Tutorial description

This will be a 3-hours long tutorial session using Python based, open source tools. The tutorial will be structured as follows:

Introduction (15 mins)

Familiarize participants with various IE tasks for tweets, e.g.:

  1. Sequence tagging : named entity detection and classification, part of speech tagging, chunking, and super-sense tagging.
  2. Text classification : sentiment prediction, sarcasm detection, and abusive content detection.

Applications of information extraction (15 mins)

This includes:

  1. Query-based search on text corpora.
  2. Visualizing temporal trends in information.

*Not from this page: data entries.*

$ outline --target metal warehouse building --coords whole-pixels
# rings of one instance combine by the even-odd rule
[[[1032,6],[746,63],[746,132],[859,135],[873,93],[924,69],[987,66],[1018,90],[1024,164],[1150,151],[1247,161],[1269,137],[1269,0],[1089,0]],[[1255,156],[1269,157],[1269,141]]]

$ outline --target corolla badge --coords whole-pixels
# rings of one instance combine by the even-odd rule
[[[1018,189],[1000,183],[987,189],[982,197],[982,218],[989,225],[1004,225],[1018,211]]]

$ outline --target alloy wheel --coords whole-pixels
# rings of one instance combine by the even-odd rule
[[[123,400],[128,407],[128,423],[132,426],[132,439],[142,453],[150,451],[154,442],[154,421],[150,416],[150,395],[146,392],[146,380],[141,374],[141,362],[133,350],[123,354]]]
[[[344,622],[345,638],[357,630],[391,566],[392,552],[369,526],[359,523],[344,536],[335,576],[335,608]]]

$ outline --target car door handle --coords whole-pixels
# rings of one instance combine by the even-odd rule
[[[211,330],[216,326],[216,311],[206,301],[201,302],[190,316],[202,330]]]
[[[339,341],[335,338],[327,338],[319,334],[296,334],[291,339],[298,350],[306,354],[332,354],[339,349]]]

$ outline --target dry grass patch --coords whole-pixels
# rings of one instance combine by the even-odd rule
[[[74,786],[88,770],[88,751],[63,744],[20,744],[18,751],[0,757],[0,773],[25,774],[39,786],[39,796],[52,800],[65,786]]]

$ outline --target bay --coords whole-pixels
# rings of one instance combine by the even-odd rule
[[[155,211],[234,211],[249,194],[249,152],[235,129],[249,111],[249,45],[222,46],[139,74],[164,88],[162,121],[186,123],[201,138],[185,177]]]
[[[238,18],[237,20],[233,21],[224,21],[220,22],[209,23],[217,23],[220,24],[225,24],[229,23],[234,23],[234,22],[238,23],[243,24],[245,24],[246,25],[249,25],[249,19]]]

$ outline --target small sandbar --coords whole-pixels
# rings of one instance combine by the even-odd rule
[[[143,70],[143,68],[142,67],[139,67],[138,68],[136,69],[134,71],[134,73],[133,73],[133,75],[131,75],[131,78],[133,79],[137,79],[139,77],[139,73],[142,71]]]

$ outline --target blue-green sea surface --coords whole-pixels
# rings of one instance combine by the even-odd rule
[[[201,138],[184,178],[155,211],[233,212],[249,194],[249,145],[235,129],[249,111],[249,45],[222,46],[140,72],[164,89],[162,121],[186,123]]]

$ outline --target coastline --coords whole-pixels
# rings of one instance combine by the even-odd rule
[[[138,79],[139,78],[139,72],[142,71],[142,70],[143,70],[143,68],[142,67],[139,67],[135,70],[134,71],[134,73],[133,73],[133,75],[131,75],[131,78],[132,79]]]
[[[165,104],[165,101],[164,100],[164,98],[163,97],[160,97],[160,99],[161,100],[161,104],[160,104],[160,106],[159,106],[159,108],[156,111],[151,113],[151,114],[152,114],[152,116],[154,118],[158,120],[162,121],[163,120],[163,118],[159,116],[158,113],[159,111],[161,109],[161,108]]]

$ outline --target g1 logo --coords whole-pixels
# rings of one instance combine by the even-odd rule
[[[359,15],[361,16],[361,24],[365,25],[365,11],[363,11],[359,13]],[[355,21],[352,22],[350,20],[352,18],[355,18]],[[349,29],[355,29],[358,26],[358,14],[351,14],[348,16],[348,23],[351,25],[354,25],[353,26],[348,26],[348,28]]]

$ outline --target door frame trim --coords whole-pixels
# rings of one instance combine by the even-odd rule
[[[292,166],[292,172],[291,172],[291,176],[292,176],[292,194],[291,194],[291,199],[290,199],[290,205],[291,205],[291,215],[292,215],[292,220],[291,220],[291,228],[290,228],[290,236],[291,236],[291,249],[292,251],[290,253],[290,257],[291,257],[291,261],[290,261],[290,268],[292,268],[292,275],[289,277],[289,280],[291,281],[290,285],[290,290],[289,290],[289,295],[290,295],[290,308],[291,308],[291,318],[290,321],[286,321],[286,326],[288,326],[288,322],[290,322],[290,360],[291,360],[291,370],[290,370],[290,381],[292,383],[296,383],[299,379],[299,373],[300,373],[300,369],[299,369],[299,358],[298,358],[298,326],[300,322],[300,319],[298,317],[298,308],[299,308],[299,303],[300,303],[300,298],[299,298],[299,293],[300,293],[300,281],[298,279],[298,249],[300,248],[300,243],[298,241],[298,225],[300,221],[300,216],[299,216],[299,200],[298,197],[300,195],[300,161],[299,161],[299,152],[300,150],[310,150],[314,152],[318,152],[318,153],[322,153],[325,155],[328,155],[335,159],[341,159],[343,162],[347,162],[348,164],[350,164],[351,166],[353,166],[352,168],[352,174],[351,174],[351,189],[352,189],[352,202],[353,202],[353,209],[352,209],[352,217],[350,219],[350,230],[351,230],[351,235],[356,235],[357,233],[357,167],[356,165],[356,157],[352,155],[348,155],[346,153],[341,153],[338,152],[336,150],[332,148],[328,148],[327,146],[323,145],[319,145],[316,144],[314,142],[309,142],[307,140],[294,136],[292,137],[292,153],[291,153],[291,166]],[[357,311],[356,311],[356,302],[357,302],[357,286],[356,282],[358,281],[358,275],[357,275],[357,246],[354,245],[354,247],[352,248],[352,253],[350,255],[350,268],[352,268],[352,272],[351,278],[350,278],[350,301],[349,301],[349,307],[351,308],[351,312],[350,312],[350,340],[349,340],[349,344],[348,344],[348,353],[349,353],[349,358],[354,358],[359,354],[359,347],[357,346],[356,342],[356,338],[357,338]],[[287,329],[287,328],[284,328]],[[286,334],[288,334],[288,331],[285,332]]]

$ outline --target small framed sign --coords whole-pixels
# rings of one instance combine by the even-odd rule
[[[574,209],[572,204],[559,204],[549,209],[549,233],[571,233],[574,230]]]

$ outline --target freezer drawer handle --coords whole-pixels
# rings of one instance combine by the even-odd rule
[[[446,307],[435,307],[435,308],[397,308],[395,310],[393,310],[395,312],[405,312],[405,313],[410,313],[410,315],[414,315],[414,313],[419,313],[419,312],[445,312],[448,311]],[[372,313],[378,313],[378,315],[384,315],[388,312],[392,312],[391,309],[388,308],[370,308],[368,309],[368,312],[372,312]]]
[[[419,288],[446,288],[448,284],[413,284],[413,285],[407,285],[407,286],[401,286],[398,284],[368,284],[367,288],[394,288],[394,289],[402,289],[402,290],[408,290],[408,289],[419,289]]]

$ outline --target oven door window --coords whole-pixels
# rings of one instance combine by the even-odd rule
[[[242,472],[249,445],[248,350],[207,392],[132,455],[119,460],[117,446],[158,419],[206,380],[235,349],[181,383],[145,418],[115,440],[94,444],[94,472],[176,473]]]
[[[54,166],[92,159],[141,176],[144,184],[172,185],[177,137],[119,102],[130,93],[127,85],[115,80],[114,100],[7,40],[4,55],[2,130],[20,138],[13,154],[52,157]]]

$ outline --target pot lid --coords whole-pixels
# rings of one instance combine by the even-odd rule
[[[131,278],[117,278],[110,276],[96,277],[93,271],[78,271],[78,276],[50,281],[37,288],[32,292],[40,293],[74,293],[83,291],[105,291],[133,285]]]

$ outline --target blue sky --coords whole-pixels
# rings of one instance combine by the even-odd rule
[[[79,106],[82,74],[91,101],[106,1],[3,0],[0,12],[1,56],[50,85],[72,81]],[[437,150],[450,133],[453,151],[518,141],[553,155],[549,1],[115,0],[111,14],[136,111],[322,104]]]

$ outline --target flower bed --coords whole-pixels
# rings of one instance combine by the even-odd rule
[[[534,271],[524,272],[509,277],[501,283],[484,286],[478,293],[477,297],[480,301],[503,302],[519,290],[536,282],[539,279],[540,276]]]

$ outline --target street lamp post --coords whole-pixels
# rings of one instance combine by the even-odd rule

Responsible and compliant data use of tweets (15 mins)

  1. Overview on available annotated tweet datasets.
  2. Clarify on terms of service, regulations such as privacy policies, and norms for working with tweets.

Break (15 mins)

Hands on session (1 hr. 30 mins)

  1. Setup Google colaboratory and install required dependencies (takes 15 mins) -https://colab.research.google.com/drive/1YHMyGsnzUjTQ2GcRomGY5SD5eVPA1siR
  2. Collecting and sharing samples of tweet data, with focus on following Twitter's terms of service and additional community norms. - Covered in slides.
  3. Efficiently annotating classification data using active human-in-the-loop learning. - Covered in slides.
  4. Using TwitterNER for feature based high accuracy named entity recognition for Tweets
  5. Using Multi-task learning for sequence tagging - https://colab.research.google.com/drive/1YHMyGsnzUjTQ2GcRomGY5SD5eVPA1siR
  6. Using Multi-task learning for text classification - https://colab.research.google.com/drive/1YHMyGsnzUjTQ2GcRomGY5SD5eVPA1siR
  7. Visualize extracted information and tweets using temporal network visualizations. Covered in slides. See: https://shubhanshu.com/social-comm-temporal-graph/

Additional notebooks

NOTE: because colab doesn’t share VMs these notebooks don’t work. You need to copy the code into the install library notebook

Conclusion (15 mins)

Resources to follow up and questions from participants.